So, we're at the two week anniversary and what happens?? Our power goes out. I don't know how long it was out, but it got to the point where we had to go outside to cool off. It came on some time early evening so it wasn't too terrible. We got to sit outside and watch all the helicopters pass over.
Both LSU and the Saints won! Yay! We have yet to learn where the Saints are going to play. They're still trying to get Tiger Stadium.
Friday night my stitching group had PMS night (pizza munchies and snacks). I got there late, but it was a really good time. I really needed it since I haven't gone in about 2 weeks. As this was the first time we've met since Katrina, there was a lot of discussion about how it's changed things, and what we were thinking about the situation out of New Orleans. We had an "evacuee", I probably shouldn't name her, with us, it was nice to have that additional perspective. I just can't say what this group of ladies means to me. It's just so nice to have a group of people who share my love of stitching and are engaged enough in current events to have good logical discussions (even though most of our talk is not so heavy).
(Interesting, there was a National Guardsman on the radio just now who was on guard in the Superdome during and after the hurricane and he said that the situation in the Superdome is not what it was being portrayed...he said that there weren't any murders and no confirmed rapes...which is interesting since that's what is being said after the Convention Center debacle too...you wouldn't know that by the National Media though.
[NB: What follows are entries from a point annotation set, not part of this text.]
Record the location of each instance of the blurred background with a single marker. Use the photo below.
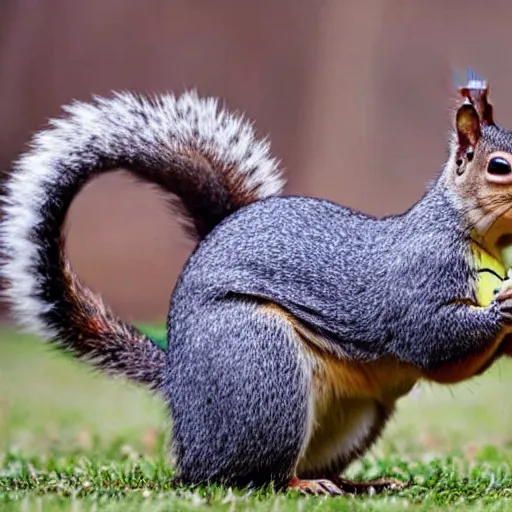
(355, 96)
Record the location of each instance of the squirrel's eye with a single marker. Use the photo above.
(499, 166)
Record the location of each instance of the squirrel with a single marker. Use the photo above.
(297, 323)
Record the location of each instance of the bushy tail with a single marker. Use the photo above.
(207, 159)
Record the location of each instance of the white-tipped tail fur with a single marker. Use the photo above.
(206, 157)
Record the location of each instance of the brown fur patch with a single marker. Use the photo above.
(383, 379)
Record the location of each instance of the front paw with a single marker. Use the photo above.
(503, 297)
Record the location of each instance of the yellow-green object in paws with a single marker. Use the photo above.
(491, 274)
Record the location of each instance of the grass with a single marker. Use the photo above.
(74, 440)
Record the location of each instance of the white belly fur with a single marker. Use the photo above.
(337, 432)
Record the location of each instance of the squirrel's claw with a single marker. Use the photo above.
(320, 487)
(376, 486)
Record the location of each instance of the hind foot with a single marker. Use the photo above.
(320, 487)
(370, 487)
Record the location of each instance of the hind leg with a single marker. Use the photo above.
(239, 395)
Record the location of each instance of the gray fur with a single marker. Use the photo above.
(239, 379)
(372, 287)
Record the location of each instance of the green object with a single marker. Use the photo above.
(157, 332)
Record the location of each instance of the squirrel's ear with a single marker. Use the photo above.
(476, 92)
(468, 126)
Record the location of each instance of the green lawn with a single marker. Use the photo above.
(74, 440)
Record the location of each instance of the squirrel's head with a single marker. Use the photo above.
(479, 170)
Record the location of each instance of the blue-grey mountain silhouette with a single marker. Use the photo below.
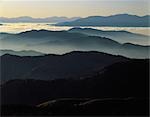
(60, 42)
(121, 20)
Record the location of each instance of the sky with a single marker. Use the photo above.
(72, 8)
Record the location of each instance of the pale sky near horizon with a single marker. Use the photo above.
(72, 8)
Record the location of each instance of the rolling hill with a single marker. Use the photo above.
(60, 42)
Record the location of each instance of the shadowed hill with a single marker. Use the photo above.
(47, 67)
(120, 80)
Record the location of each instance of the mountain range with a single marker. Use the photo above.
(21, 53)
(119, 20)
(119, 36)
(27, 19)
(60, 42)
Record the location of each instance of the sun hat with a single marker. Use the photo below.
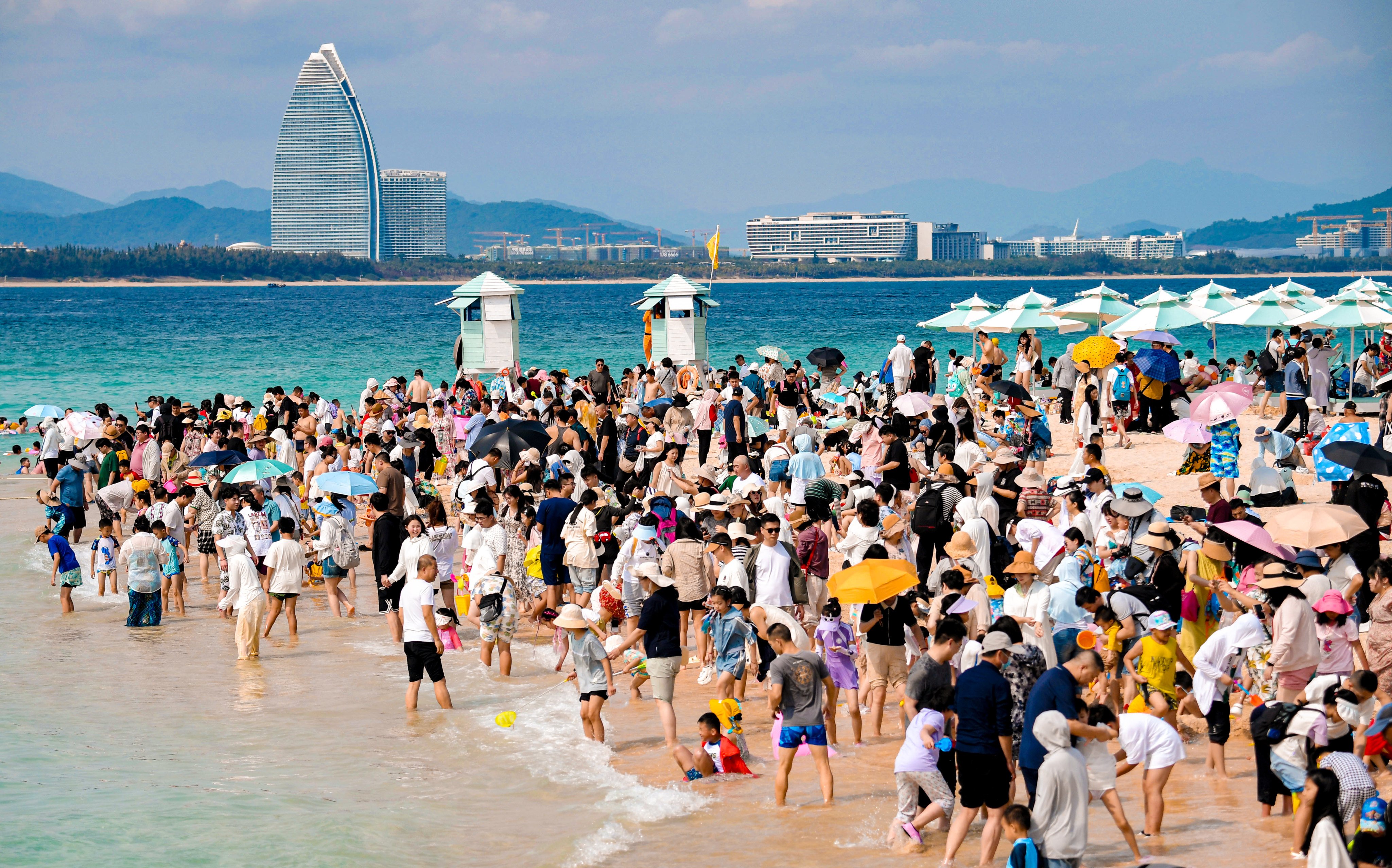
(1309, 558)
(1277, 575)
(1160, 621)
(998, 640)
(1333, 603)
(1131, 504)
(960, 546)
(1024, 564)
(1156, 537)
(571, 618)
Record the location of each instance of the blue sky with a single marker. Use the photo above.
(716, 106)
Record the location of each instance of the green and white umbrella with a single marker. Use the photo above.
(1160, 311)
(1097, 305)
(964, 315)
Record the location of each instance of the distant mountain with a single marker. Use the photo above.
(141, 223)
(23, 195)
(219, 194)
(1283, 231)
(1154, 194)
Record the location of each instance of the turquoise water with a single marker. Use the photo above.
(77, 346)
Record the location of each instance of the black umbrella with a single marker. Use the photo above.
(1360, 457)
(1011, 390)
(216, 458)
(826, 357)
(513, 439)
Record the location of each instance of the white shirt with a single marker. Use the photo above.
(414, 626)
(1051, 540)
(772, 576)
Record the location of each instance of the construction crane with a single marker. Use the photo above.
(504, 237)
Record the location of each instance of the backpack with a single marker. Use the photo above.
(344, 547)
(1035, 504)
(1121, 386)
(664, 508)
(1271, 723)
(927, 511)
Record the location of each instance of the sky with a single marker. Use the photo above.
(649, 108)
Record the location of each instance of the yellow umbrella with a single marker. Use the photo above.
(872, 580)
(1097, 351)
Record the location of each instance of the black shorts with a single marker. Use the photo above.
(1220, 721)
(389, 599)
(422, 659)
(985, 778)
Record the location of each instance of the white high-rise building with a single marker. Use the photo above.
(326, 190)
(413, 213)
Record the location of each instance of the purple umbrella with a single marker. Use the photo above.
(1257, 537)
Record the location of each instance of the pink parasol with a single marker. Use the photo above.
(1188, 430)
(1257, 537)
(1213, 407)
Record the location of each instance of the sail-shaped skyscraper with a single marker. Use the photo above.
(326, 186)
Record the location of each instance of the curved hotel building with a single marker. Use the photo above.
(326, 187)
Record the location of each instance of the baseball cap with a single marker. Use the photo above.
(998, 640)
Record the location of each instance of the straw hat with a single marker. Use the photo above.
(1157, 539)
(1024, 564)
(961, 546)
(1275, 575)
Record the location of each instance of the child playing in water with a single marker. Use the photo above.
(104, 558)
(1101, 770)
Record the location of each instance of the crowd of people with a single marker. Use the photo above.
(681, 517)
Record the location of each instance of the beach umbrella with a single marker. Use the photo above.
(1368, 458)
(1316, 525)
(962, 316)
(1097, 351)
(1188, 430)
(914, 404)
(1011, 390)
(218, 458)
(1097, 305)
(1213, 408)
(1160, 311)
(347, 482)
(513, 439)
(773, 352)
(83, 426)
(1150, 494)
(872, 580)
(259, 469)
(1157, 364)
(1257, 537)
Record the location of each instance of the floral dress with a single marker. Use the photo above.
(1224, 450)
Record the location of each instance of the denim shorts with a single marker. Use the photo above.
(585, 579)
(793, 736)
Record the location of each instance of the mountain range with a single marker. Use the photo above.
(1152, 198)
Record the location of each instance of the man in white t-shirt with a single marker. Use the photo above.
(419, 636)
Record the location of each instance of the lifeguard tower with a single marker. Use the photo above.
(489, 316)
(676, 315)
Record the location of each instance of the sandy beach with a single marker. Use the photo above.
(342, 677)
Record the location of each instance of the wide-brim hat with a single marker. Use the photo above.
(960, 546)
(1132, 504)
(1024, 564)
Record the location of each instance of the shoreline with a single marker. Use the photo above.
(175, 281)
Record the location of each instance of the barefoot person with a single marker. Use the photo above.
(797, 685)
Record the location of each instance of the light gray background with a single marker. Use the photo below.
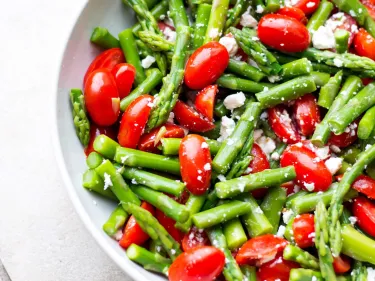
(41, 236)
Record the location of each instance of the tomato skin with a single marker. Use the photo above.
(305, 6)
(306, 114)
(203, 263)
(107, 59)
(102, 98)
(194, 155)
(341, 264)
(282, 125)
(194, 238)
(283, 33)
(133, 233)
(277, 269)
(190, 119)
(293, 12)
(147, 141)
(364, 210)
(364, 44)
(303, 227)
(206, 65)
(204, 102)
(124, 74)
(309, 168)
(133, 121)
(261, 249)
(95, 131)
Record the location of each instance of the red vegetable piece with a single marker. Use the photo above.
(283, 33)
(134, 120)
(202, 263)
(102, 98)
(206, 65)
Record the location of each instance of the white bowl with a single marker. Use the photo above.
(79, 52)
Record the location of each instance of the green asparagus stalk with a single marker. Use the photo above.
(150, 261)
(104, 39)
(322, 132)
(80, 120)
(231, 271)
(329, 91)
(255, 221)
(220, 214)
(320, 16)
(200, 28)
(272, 205)
(115, 223)
(231, 188)
(305, 259)
(216, 23)
(286, 91)
(243, 69)
(154, 229)
(366, 125)
(129, 48)
(162, 202)
(136, 158)
(113, 180)
(232, 82)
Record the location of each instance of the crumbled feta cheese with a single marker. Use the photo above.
(148, 61)
(333, 164)
(235, 100)
(226, 129)
(309, 186)
(323, 38)
(230, 44)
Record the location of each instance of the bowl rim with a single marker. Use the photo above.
(78, 206)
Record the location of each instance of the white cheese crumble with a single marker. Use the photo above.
(235, 100)
(323, 38)
(230, 44)
(148, 61)
(333, 164)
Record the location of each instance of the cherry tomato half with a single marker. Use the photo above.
(293, 12)
(133, 233)
(149, 143)
(203, 263)
(364, 44)
(364, 210)
(303, 230)
(134, 120)
(204, 102)
(195, 159)
(283, 33)
(190, 119)
(312, 173)
(261, 249)
(101, 97)
(306, 114)
(108, 59)
(195, 238)
(206, 65)
(124, 74)
(282, 124)
(276, 270)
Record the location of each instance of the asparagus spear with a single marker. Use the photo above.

He also said he was shocked at the people's utter inability to take care of themselves.)
My feelings that this disaster will in the end maybe be a good thing for the children of New Orleans was further confirmed. The "evacuee" was a retired school teacher and she said that in her opinion generations of New Orleans kids were being taught to stay ignorant and dependent on the government. She's hoping that by getting all these kids into schools in all over the country it will give them a different perspective and hopefully raise them out of that mentality of needing the government to take care of you.
It seems a lot of the discussion going on today is what are we going to do to help all these people, but at the same time, make them realize that they need to help themselves. A lot of people are trying to figure out where the line is, without sounding cruel. I know people are frustrated. One particular example was that the ASPCA was asking for volunteers to help take care of the animal evacuees that were being sheltered at Lamar-Dixon. One guy asked why the 2,000 human evacuees that were staying there couldn't handle doing something like that. And you have to wonder. The stores can't stay open here because they don't have the manpower to handle all the work that needs to be done (grocery stores shelves are emptied AS they're being stocked) and there are help wanted signs everywhere. I understand that a lot of people don't have transportation, but we do have public transportation here and I'd bet that if 100 people at the River Center wanted to work at Wal-Mart they'd provide transportation.
I was rather sad to see that the debit cards passed out to the evacuees are being abused. However, I can't say I was surprised to see it. You could tell from a mile away that was just going to be a bad idea. Let's see, rent an apartment so we have somewhere to live or a $800 purse...I can see how it would be a real dilemma.